Crash analysis of composite aircraft fuselage under belly landing [EMBARGOED]

Abstract

In the aviation industry, accidents during landing are more frequent compared to other phases of flight and in most of the cases the aircraft is forced to make an emergency belly landing when the landing gear malfunctions. This study aims to analyze the energy absorption of a typical composite aircraft fuselage section under such crash belly landing. The impact test of the composite fuselage section simulations was created and analyzed using LS-Dyna finite element software. As the energy absorbed by the fuselage elements depends on various parameters of the composites, a detailed parametric study has been carried out.
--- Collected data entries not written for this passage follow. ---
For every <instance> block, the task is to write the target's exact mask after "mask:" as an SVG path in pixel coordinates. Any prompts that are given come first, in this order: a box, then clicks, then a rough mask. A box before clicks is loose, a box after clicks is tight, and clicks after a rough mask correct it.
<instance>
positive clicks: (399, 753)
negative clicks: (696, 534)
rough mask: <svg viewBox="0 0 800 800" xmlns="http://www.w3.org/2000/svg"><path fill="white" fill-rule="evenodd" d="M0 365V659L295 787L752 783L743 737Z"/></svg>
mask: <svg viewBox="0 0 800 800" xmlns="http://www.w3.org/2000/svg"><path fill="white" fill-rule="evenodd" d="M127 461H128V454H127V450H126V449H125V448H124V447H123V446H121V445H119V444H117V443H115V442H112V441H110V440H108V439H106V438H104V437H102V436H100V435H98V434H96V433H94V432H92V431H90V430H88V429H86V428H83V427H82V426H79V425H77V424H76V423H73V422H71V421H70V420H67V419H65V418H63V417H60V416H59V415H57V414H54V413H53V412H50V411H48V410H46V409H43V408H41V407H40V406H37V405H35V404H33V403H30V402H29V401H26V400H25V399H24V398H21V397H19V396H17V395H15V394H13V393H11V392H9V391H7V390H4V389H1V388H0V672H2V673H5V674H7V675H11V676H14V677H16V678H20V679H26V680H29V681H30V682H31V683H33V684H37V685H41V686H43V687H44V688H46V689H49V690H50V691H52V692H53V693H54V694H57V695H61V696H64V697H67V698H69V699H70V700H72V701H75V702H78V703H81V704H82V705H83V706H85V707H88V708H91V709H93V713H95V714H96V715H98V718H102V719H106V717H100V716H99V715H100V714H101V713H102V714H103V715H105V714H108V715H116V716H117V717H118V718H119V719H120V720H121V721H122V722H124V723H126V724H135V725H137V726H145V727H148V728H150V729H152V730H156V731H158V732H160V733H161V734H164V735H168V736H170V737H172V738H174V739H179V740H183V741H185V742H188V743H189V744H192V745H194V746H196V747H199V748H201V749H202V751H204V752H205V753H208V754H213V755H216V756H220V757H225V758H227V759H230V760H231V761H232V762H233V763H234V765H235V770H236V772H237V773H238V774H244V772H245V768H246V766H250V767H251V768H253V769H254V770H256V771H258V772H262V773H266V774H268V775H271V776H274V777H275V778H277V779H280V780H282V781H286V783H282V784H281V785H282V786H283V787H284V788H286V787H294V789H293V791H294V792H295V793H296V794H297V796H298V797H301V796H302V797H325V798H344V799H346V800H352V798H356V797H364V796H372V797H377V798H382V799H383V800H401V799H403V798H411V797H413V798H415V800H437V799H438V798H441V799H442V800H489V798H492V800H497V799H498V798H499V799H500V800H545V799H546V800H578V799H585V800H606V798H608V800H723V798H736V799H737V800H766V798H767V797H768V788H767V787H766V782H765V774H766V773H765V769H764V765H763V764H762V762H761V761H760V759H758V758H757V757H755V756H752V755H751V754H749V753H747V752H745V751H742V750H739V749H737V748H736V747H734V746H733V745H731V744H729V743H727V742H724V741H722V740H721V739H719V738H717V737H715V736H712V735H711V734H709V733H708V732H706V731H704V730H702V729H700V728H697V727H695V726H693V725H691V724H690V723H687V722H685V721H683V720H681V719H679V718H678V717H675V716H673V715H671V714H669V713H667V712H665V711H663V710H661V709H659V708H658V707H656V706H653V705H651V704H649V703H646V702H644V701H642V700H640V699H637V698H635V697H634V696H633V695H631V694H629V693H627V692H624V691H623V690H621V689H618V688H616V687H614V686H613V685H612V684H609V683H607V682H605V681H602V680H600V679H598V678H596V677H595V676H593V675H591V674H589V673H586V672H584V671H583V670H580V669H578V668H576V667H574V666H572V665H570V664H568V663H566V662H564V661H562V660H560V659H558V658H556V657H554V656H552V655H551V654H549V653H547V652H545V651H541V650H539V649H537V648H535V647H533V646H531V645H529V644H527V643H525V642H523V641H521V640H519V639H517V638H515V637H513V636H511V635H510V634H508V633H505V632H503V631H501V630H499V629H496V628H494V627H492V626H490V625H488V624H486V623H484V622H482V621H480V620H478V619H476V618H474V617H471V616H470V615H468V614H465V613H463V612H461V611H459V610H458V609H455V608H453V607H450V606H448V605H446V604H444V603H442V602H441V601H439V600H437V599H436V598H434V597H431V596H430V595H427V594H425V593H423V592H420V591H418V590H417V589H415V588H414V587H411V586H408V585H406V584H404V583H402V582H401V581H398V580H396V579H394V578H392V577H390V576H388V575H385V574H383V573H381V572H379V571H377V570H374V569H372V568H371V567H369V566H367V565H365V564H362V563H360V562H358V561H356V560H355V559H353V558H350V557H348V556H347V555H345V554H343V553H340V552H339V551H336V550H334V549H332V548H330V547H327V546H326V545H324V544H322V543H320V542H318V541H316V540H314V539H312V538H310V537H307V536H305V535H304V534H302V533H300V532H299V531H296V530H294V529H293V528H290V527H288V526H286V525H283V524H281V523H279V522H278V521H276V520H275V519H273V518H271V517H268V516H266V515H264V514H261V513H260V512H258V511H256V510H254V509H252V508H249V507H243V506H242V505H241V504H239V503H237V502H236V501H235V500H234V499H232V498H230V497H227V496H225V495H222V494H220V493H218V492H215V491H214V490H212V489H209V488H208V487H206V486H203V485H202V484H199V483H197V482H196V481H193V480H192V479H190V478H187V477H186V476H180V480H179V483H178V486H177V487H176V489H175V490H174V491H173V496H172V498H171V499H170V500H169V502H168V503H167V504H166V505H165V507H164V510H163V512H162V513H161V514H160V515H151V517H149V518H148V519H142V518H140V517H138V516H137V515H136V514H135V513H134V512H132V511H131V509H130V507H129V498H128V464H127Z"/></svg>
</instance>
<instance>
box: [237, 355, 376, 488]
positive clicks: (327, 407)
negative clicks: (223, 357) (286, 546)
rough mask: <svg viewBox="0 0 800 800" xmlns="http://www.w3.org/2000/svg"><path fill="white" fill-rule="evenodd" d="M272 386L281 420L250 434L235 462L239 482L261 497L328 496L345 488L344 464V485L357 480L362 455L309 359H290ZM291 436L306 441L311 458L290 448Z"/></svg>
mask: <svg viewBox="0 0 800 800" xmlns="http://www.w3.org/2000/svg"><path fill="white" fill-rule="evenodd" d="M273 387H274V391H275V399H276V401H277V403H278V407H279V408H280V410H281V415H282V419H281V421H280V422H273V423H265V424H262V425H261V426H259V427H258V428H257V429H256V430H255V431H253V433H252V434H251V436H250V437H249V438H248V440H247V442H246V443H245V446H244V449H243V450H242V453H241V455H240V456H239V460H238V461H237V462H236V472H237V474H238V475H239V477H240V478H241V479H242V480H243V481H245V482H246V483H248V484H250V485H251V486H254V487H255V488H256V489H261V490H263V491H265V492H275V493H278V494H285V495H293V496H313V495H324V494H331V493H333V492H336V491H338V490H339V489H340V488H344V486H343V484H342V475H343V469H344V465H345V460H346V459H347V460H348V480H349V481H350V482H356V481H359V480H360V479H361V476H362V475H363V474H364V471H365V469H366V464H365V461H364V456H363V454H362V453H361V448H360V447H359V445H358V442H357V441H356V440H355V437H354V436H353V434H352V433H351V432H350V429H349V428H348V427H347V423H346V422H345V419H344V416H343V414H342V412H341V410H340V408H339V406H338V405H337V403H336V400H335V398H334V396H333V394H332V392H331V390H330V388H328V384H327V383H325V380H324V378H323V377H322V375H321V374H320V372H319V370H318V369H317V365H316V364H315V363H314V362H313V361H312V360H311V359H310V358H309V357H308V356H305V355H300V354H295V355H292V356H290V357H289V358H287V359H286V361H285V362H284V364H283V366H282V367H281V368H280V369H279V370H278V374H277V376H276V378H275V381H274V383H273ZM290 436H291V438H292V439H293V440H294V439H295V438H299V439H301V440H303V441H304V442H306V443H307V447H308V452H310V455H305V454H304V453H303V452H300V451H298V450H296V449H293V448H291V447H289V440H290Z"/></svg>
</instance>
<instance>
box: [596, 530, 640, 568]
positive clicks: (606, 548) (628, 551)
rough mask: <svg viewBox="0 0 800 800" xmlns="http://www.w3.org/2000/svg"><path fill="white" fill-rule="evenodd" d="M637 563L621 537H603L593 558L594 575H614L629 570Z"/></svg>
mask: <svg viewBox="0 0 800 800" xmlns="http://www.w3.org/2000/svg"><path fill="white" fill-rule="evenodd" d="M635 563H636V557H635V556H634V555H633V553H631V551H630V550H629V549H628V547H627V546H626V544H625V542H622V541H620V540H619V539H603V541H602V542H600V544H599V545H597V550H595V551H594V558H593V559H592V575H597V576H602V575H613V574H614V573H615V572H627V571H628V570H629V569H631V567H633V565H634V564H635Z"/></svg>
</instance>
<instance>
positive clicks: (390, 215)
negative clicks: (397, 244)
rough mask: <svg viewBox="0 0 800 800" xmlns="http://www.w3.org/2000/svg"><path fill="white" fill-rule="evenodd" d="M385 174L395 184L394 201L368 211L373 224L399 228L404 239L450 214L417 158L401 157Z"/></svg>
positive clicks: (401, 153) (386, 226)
The effect of different composite materials with different layup of the skin of the fuselage on the energy absorption is studied in detail. Moreover, the study also analyzed the impact of various external factors, including landing terrain and skin thickness, on energy absorption. The analysis comprised landing scenarios on rigid ground, water surface and soft soil, with different impact velocities. The aim was to assess how these factors influenced the energy-absorbing capacity. Five different materials that are commonly used in aerospace applications are selected in this study such as aluminium, carbon fiber reinforced polymer (CFRP) glass/epoxy, graphite/epoxy, Kevlar/epoxy and boron/epoxy. Frames and skin were found to have the highest energy absorption contribution across all cases, while passenger floor and struts had the lowest contribution. Moreover, it was found that fuselage skin made of glass/epoxy absorbed higher energy compared to other materials. Other than that, the energy absorbed by the skin during an impact was highest when composite layups were made of unidirectional laminates. Regarding the effect of different skin thickness on energy absorption, it is found that as the thickness increases, energy absorbed decreases. As for the effect of different terrain, results demonstrated that the fuselage absorbs the most energy when it hits rigid ground compared to soft soil and water surface. Apart from that, it was demonstrated that the fuselage absorbs higher energy when two components of velocity are applied as compared to one component of velocity. Additionally, the energy absorbed by the fuselage is less when it hits the ground with an angle of inclination than when it hits the ground flat. Important conclusions on the effect of belly-landing impact on the onboard passengers are also derived based on various case studies.